Ah yes, "newbie-friendly" with last questions of either top-tier maths or DP/graph. Very friendly.

9/4=2.25

First sort the values of $$$a_i$$$, I'll assume they are sorted from now on.

If mean < median, we clearly need to perform at least $$$sum - median$$$ increases, and we can always perform this by increasing the largest value.

Otherwise, we increase all values from $$$a_i$$$ for all $$$\frac{n}{2} \leq i \leq n$$$ to the mean. Now the mean will also increase and we may have to perform this again, so what is the complexity of this? For median we are increasing only $$$\frac{n}{2}$$$ elements while mean considers all $$$n$$$, so for an increase of $$$x$$$ in the median, the mean increases by at most $$$\frac{x}{2}$$$, meaning the mean and the median will converge in at most $$$O(log(mean))$$$ iterations.

Just binary search for the minimum possible median, by keeping in mind that no element should be reduced.

Why is the maximum for ChefWM the number of prime factors of M?

u said fairly obvious for problem MSUB121! this technique of dividing into heavy/light nodes doesn't seem intuitive. Is this some standard technique??

Short answer: It is a dp where we perform operations for "heavy" nodes (more than $$$\sqrt{q}$$$ pairs) and "light" nodes (at most $$$\sqrt{q}$$$ pairs) in different ways.

Long answer:

Consider the naive $$$O(n ^ 2)$$$ idea, its a dp where $$$dp_{y} = max(max(dp_{x}), 1)$$$, over all $$$x \leq y$$$ for which there exists a pair $$$(a_x, a_y)$$$.

The problem here is that the sum of the number of such "edges" for all possible $$$i$$$ can be very high, as much as $$$O(n ^ 2)$$$.
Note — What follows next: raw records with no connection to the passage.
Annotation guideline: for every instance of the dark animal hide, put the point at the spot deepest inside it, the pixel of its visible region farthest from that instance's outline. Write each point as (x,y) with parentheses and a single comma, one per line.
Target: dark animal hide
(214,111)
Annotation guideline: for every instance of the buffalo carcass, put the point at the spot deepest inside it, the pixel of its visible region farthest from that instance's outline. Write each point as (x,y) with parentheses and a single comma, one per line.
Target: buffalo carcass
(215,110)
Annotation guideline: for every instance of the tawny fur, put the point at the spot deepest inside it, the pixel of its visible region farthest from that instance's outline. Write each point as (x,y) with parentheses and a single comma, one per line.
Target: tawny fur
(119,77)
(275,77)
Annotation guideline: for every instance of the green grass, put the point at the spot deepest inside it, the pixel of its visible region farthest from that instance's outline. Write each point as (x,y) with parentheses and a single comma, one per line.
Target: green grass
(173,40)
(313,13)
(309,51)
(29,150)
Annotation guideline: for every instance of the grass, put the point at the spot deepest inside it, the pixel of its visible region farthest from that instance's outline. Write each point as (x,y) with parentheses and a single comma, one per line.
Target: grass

Let us call values $$$a_x$$$ with more than $$$\sqrt{q}$$$ pairs $$$(a_x, a_y)$$$ "heavy" and those with less than $$$\sqrt{q}$$$ pairs "light".

When we have to update the values from $$$x$$$ to $$$y$$$ as above, we can have four cases:

• light -> light
• light -> heavy
• heavy -> light
• heavy -> heavy

For a light node $$$a_x$$$, "pushing" the answer to every possible $$$a_y$$$ such that $$$(a_x, a_y)$$$ is a pair takes at most $$$O(\sqrt{q})$$$ time since there are by the definition of a light node at most $$$\sqrt{q}$$$ pairs we can push values to so we can decide to push values in the first two cases.
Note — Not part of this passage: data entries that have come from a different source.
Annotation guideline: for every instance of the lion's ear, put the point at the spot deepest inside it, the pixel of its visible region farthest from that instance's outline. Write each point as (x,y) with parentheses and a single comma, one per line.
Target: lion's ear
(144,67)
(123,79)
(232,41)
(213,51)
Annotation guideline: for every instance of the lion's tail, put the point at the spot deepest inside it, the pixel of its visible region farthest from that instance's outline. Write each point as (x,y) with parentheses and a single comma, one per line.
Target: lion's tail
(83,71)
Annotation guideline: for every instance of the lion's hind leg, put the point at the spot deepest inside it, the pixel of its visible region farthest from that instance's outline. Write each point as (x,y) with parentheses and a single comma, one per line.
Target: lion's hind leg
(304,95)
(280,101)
However this isn't the case for heavy nodes which may have a degree as much as $$$q$$$. However we can notice that since each heavy node has at least $$$\sqrt{q}$$$ edges, there can be at most $$$\frac{q}{\sqrt{q}} = \sqrt{q}$$$ heavy nodes. So for each $$$a_y$$$ we can "pull" the answer from every heavy $$$a_x$$$ where $$$(a_x, a_y)$$$ is a pair in at most $$$O(\sqrt{q})$$$ which handles the remaining two cases.

So our total solution runs in $$$O(n \sqrt{q})$$$ which is fast enough.

If any two blue nodes are adjacent then the answer is clearly no, otherwise:

Lets compress all connected components of the same colour together, then if there is a path with only one colour $$$G$$$ or $$$R$$$ in them, then we will have $$$B - G - B$$$ or $$$B - R - B$$$.

So after compressing it we can just check if there exists a single node that has two or more blue nodes adjacent to it, if so the answer is no. Otherwise the answer is clearly yes.

Instead of compressing we can probably just do a subtree dp of some sort as well.

Cut all R-G edges and if there is a path from B to the other B, the answer is NO. You can use dsu or something to check this.

(off topic)

The generator problem will be also interesting! Here's how I generated cases whose answer are Yes.
Firstly, I colored vertices Red and Green so that the vertices of same color aren't adjacent.
Then I picked non-Blue vertex at random and check if the coloring remains valid after it is changed to Blue.
You can validiate coloring in $$$O(N)$$$ each time and $$$O(N^2)$$$ total, but can you do it in $$$O(N)$$$ total?

Cases with No is easy. After creating cases with Yes, just change non-Blue vertices Blue until the coloring become invalid.